Andy will like this, but …

This map is circulating around the internet, which we suspect has the governor of Kentucky approving its message:

Screenshot

We’re sure Andy is happy to see this, but another commenter has a separate message worth considering. According to U.S. Life Scene:

This kind of scenario sounds simple on paper, but it rests on a chain of assumptions that rarely hold up in real elections.

Blaming one side’s missteps while assuming the other can coast with a “safe” and inoffensive candidate ignores how competitive national politics actually is. Voters are not just reacting to personalities, they are weighing economy, policy, and trust, all at once.

The idea of a 400+ electoral landslide in today’s environment demands something far bigger than just a weak opponent or a calm nominee. It would require a near-total collapse of one side across multiple regions, something modern elections have consistently resisted.
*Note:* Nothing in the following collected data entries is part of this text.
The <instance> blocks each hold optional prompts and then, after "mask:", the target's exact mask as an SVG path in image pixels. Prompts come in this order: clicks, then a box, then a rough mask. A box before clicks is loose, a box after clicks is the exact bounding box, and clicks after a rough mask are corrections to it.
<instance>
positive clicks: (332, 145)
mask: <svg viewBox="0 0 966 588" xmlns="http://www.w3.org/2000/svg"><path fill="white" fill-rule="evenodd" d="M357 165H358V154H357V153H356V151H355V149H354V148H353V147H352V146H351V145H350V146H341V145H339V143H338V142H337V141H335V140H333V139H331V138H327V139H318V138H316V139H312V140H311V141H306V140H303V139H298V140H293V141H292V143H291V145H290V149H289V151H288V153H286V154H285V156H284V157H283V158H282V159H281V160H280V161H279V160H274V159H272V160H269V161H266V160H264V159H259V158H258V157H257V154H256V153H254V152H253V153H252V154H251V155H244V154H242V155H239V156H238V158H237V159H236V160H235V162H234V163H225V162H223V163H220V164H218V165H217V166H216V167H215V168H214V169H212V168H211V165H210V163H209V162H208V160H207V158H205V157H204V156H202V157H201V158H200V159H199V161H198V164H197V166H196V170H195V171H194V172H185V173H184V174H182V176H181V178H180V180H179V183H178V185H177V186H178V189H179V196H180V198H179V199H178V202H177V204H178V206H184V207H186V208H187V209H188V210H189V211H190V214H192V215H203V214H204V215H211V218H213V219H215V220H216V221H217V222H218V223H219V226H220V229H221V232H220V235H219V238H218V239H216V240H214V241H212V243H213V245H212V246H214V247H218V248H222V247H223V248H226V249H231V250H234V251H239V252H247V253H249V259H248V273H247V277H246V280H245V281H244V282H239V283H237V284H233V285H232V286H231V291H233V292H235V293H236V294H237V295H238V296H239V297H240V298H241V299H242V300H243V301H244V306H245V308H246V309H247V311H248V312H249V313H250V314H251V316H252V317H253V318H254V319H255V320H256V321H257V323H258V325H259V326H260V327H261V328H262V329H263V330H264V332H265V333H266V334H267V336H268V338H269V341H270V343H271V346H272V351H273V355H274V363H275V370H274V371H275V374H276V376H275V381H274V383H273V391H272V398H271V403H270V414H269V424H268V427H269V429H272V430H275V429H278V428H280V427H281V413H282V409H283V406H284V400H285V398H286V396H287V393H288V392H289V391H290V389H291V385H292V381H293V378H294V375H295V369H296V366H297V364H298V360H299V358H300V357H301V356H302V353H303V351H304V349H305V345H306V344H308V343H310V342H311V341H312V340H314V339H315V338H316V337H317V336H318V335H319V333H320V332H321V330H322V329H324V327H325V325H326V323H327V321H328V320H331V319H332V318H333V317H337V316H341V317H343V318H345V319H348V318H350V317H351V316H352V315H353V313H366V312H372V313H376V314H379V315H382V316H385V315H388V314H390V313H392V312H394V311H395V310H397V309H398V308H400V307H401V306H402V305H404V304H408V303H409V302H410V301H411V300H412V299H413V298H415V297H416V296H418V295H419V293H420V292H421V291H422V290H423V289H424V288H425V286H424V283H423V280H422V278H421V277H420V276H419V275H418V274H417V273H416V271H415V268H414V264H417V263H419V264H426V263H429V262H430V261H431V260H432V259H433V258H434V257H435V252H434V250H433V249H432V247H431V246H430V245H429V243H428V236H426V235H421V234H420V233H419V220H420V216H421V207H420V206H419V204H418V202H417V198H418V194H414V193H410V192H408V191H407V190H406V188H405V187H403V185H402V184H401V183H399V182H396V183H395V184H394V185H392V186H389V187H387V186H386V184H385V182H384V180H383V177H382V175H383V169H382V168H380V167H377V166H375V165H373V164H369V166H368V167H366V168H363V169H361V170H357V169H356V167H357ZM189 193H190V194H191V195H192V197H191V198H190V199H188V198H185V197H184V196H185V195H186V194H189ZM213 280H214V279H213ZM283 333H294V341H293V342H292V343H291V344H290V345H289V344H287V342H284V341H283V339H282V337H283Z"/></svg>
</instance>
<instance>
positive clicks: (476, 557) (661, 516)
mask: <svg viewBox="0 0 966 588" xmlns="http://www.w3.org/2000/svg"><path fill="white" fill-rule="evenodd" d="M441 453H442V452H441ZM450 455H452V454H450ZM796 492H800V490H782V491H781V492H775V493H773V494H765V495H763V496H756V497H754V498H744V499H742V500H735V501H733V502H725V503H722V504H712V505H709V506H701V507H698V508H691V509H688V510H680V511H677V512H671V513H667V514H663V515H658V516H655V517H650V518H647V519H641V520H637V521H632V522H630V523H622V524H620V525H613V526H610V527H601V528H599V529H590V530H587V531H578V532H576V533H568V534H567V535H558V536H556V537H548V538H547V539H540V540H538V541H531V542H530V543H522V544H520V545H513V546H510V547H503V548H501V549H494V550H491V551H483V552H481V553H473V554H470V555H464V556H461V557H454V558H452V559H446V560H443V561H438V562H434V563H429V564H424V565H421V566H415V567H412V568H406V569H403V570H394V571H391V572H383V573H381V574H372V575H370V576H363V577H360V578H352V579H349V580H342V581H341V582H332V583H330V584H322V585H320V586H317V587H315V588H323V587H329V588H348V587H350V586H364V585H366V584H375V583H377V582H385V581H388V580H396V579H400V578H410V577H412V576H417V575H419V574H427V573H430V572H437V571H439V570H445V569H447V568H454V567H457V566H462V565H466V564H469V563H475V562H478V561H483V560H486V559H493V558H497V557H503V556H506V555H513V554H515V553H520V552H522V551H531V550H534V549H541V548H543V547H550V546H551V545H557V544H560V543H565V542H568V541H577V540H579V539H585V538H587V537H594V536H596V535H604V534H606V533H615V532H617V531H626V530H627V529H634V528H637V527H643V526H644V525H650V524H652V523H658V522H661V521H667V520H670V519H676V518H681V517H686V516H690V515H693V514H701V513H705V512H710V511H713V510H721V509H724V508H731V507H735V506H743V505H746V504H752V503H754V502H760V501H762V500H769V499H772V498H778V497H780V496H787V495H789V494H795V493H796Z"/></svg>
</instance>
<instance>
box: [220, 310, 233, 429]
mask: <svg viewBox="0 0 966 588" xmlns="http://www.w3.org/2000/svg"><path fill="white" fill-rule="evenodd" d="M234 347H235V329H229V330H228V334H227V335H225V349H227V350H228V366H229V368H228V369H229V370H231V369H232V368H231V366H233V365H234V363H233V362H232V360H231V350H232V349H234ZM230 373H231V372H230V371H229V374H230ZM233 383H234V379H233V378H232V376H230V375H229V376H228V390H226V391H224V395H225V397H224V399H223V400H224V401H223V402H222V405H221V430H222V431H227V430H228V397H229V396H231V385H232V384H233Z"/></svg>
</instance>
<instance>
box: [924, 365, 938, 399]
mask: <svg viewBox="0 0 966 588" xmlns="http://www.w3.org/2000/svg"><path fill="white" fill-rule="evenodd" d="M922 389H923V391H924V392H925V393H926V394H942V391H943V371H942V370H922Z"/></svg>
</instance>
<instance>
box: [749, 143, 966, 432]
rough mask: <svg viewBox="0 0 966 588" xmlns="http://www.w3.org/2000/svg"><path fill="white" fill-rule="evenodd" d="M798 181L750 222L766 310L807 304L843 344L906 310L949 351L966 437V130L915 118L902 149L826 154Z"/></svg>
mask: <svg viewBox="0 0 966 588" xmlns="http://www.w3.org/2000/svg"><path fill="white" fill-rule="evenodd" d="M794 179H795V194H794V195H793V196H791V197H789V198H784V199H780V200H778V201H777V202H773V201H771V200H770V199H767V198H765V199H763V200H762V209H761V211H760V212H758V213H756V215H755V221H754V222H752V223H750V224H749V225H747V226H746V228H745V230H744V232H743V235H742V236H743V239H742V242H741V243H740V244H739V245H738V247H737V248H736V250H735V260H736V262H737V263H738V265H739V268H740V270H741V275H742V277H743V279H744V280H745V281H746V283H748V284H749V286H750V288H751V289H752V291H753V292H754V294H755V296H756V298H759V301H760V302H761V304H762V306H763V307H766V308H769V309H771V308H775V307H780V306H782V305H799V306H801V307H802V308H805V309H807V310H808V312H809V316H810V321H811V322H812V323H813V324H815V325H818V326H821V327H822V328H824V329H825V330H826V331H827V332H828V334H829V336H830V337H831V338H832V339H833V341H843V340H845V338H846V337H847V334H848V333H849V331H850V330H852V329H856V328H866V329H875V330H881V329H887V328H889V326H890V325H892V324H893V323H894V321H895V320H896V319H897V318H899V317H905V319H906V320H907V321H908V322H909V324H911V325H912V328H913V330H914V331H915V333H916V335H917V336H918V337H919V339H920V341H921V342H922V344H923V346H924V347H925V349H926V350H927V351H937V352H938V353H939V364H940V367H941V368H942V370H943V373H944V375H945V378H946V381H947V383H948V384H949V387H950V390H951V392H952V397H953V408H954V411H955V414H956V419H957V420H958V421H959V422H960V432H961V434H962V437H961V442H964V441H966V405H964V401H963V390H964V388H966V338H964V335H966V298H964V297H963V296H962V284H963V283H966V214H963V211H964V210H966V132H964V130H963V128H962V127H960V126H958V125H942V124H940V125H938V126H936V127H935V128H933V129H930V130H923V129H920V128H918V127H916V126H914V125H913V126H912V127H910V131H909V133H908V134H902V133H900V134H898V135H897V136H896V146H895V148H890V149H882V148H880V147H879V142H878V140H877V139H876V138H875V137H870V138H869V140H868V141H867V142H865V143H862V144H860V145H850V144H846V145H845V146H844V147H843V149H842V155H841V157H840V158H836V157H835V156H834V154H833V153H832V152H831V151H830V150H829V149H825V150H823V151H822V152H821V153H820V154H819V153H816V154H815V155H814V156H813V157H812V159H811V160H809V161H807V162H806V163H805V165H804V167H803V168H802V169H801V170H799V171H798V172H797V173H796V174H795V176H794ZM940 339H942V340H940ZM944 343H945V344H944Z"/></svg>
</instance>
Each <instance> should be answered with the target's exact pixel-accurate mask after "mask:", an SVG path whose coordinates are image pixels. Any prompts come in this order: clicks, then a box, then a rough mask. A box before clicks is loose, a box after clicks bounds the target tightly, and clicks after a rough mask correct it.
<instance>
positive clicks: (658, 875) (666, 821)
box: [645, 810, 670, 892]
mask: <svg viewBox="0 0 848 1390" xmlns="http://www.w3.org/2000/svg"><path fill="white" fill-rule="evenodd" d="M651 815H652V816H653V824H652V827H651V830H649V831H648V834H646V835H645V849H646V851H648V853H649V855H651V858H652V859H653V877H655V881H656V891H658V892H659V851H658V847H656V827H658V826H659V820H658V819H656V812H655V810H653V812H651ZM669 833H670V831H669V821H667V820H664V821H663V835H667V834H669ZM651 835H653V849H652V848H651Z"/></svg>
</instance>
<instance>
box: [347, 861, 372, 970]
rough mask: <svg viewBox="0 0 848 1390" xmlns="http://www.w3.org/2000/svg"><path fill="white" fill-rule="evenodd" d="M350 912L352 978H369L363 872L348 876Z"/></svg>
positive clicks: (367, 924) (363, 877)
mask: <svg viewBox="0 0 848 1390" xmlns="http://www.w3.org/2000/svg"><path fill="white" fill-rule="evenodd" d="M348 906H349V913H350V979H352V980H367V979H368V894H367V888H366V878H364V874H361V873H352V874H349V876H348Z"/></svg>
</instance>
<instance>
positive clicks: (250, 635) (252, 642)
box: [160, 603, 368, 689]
The real debate is not about whether one candidate feels less controversial. It is whether any political environment today is stable enough to produce that kind of overwhelming result, or whether this is simply a projection driven more by preference than probability.

Two things:

A 400+ electoral landslide doesn’t require a “near total collapse.” Look at the 1984 result:

That was Ronald Reagan vs. Walter Mondale. Incumbency played a huge role, given that Mondale only won D.C. and his home state.

And look at 1972:

That was Nixon vs. McGovern. Nixon was corrupt as we all know now, but he only lost Massachusetts and D.C.

But that’s two Republican landslides. Surely a Democrat can’t get 400 electoral votes:

That’s Johnson vs. Goldwater. Another election in which the 400+ electoral vote ceiling is shattered.

So, the “400+” threshold isn’t a rare occurrence. Republicans and Democrats have done it plenty of times during my lifetime. The November 2028 chart isn’t out of the question. It’s just a matter of whom the Democrats select to lead the party.